Turns out: we do. But because you probably don't, we rounded up all the top 10 lists we could find, smashed 'em together in a big spreadsheet and spat out overall top 10 lists for the year's best books, games, TV shows and movies. You're welcome.
The Best Books Of 2024
10. 'Beautyland' by Marie-Helene Bertino
Through friendships, hardships, adolescence, adulthood, celebrations of life, death, and the publication of an alien's musings on humanity, Bertino has brought a stunning story to us all. "Beautyland" is not only a story of remembering the difficulties and beauties of being different, but one of discovering life as a person every day, and holding each moment tenderly, examining it with wonder, awe, and a little bit of humor.
9. 'My Friends' by Hisham Matar
"My Friends" is a tour de force in its treatment of history. Matar sidesteps the more obvious temptations of the epic subject matter to home in on the everyday, intimate moments that make up the wider sweep of time, moments that give history texture and warmth and flavor — and in so doing reveals that there are alternatives to the schemes of the unreasonable beyond acquiescence on the one hand and violent opposition on the other.
8. 'Creation Lake' by Rachel Kushner
You know from this book's opening paragraphs that you are in the hands of a major writer, one who processes experience on a deep level. Kushner has a gift for almost effortless intellectual penetration.
7. 'Here One Moment' by Liane Moriarty
Most novels wrap up predictably or peter out or go off the rails. But not Moriarty's. Her conclusions aren't obvious, and they don't necessarily give readers what they want, but they do induce a sense of sanguinity — an exhale of relief that the world makes sense. Or Moriarty's world, anyway.
6. 'The Book of Love' by Kelly Link
The prose is diamond-sharp; it's hard to imagine Link ever writing a clunky sentence or a bad description. Her characters are all brilliantly fast-talking and fast-thinking, their conversations full of wordplay and in-jokes. As people, they are multi-faceted; charming and understandable and tragic, as well as a bit obnoxious.
5. 'All Fours' by Miranda July
But "All Fours" possessed me. I picked it up and neglected my life until the last page, and then I started begging every woman I know to read it as soon as possible.
[The Cut]
4. 'Intermezzo' by Sally Rooney
Rooney's ability to seamlessly present age-old questions and ideas within the reality of our current world — which, at times, can feel hopeless — seems to be, in part, what makes her a significant writer today. If "Intermezzo" is any indication, the author's literary finesse grows with each new novel.

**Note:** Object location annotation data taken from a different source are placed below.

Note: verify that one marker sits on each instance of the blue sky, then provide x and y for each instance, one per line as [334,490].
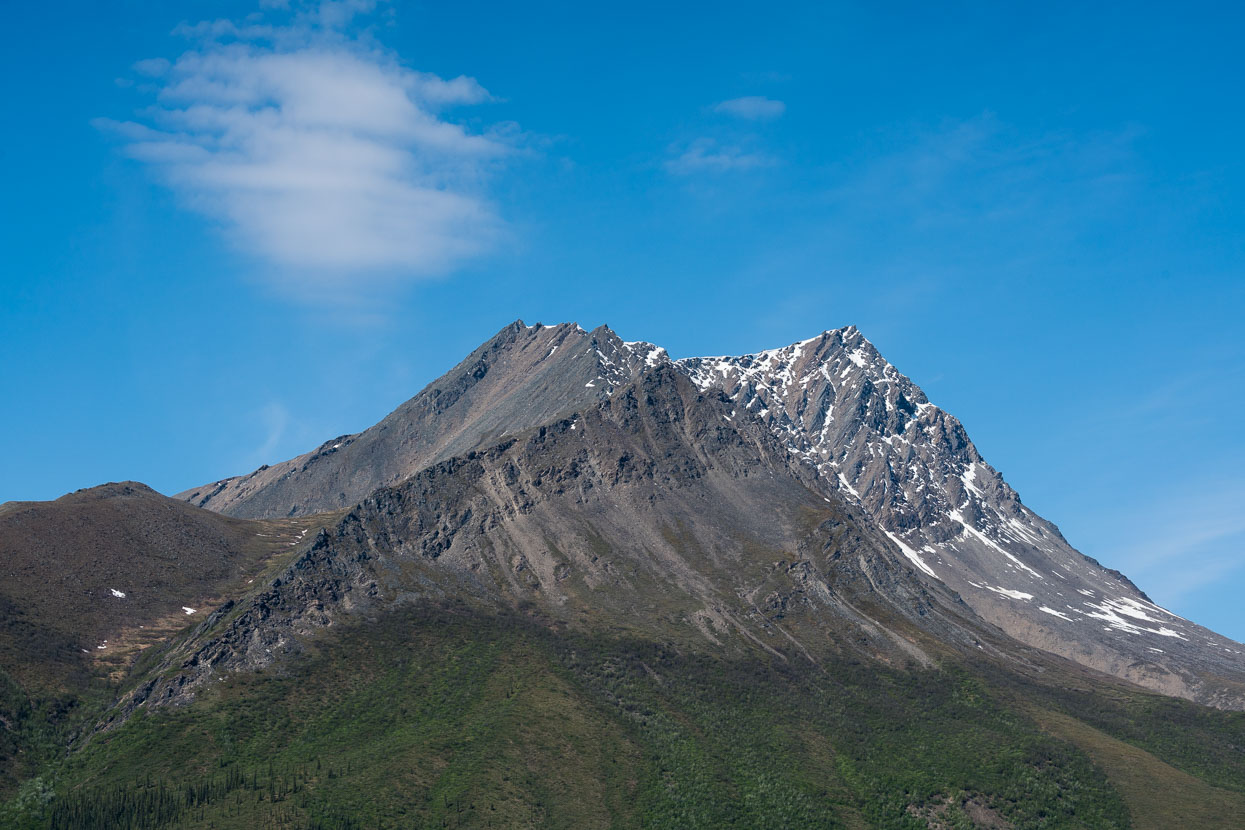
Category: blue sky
[233,230]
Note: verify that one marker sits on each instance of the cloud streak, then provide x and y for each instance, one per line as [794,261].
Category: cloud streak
[710,156]
[752,107]
[320,153]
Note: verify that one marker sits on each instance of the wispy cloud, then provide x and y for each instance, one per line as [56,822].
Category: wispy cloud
[1182,543]
[752,107]
[318,151]
[709,154]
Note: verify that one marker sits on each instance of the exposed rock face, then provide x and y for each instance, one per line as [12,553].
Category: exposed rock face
[523,377]
[845,411]
[97,574]
[849,427]
[649,512]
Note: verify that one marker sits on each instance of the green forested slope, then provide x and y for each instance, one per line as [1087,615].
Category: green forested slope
[441,718]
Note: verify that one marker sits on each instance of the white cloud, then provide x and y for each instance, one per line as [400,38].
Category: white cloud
[709,156]
[320,153]
[752,107]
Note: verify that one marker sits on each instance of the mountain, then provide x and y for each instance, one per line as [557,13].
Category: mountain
[650,512]
[844,410]
[837,407]
[523,377]
[578,584]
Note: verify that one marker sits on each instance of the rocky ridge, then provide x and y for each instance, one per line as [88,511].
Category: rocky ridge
[840,407]
[859,431]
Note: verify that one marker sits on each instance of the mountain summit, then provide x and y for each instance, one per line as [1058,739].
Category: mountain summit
[852,428]
[575,582]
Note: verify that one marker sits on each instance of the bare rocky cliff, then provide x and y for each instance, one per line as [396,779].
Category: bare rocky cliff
[651,512]
[848,422]
[840,407]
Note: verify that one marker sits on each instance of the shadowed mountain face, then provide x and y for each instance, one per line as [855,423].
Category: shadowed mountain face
[650,512]
[857,428]
[523,377]
[96,575]
[842,408]
[578,584]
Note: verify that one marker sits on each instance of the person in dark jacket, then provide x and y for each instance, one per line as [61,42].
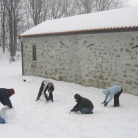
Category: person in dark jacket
[46,85]
[5,95]
[84,105]
[113,91]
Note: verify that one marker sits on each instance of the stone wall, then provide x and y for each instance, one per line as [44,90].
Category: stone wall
[98,60]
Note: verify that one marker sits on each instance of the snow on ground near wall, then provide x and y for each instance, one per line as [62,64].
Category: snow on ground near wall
[30,119]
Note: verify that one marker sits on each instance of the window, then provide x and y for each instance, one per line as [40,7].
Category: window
[34,53]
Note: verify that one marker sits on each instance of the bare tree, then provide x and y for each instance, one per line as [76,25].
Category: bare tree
[12,7]
[36,7]
[3,25]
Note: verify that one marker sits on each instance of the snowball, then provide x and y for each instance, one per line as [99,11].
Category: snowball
[8,113]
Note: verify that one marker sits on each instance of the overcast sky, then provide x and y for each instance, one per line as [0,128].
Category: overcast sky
[133,2]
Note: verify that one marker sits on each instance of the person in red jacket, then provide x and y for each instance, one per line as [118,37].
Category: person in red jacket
[5,95]
[46,85]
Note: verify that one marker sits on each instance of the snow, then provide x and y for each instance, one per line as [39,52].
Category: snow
[123,17]
[133,2]
[31,119]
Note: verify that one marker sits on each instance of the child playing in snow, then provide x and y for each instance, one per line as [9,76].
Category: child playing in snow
[46,85]
[115,91]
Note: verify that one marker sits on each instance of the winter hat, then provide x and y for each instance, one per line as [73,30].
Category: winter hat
[12,92]
[77,96]
[106,91]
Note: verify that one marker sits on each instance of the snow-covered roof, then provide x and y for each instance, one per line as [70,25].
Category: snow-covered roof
[105,20]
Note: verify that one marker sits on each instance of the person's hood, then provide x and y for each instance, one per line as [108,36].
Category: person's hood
[77,97]
[106,91]
[12,92]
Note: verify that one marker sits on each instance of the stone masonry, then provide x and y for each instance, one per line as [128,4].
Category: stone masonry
[97,60]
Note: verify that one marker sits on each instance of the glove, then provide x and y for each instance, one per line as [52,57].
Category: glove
[105,103]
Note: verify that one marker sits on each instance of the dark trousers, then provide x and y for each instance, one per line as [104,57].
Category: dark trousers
[116,98]
[50,97]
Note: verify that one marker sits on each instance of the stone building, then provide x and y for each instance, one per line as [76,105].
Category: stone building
[97,49]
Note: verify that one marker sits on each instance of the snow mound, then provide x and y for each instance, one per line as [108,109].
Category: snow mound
[8,113]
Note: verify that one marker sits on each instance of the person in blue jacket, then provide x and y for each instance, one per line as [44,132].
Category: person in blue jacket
[5,95]
[113,91]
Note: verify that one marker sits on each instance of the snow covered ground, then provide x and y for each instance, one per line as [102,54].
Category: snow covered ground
[30,119]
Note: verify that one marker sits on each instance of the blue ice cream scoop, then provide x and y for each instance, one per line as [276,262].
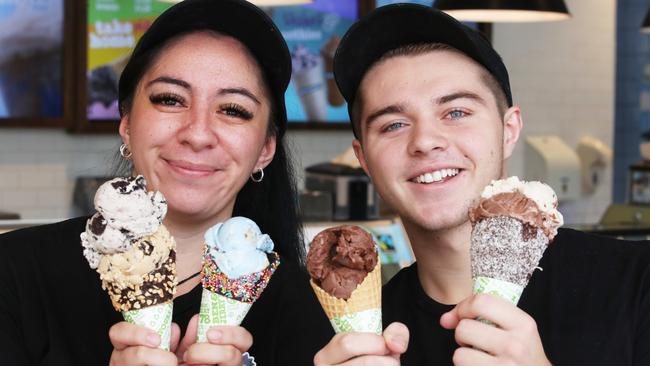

3. 'The Ministry of Time' by Kaliane Bradley
What's most impressive about Bradley's debut, aside from the seamless melding of genres, is the way it juggles the weighty themes of identity, colonialism, government corruption, genocide and climate change with quieter explorations of love and connection.
2. 'Martyr!' by Kaveh Akbar
The novel itself is almost violently artful, full of sentences that stab, pierce and slice with their beauty ... Akbar's writing has the musculature of poetry that can't rely on narrative propulsion and so propels itself. It's tonally nuanced — in command of a dazzling spectrum of frequencies from comedic to tragic — rigorous and surprising.
1. 'James' by Percival Everett
What sets "James" above Everett's previous novels, as casually and caustically funny as many are, is that here the humanity is turned up — way up. This is Everett's most thrilling novel, but also his most soulful. Beneath the wordplay, and below the packed dirt floor of Everett's moral sensibility, James is an intensely imagined human being.
A note on methodology
We wish we could say there was a super fancy algorithm that combed the internet and did this for us. But the truth is that the entity doing the internet combing was a human Digg Editor, and calculations were performed by an Excel sheet that ingested and re-ranked all the lists we fed into it (briefly: #1 ranked items received 10 points, #2 ranked items got 9 points... down through #10 ranked items, which got 1 point; items on unranked lists all got 5.5 points).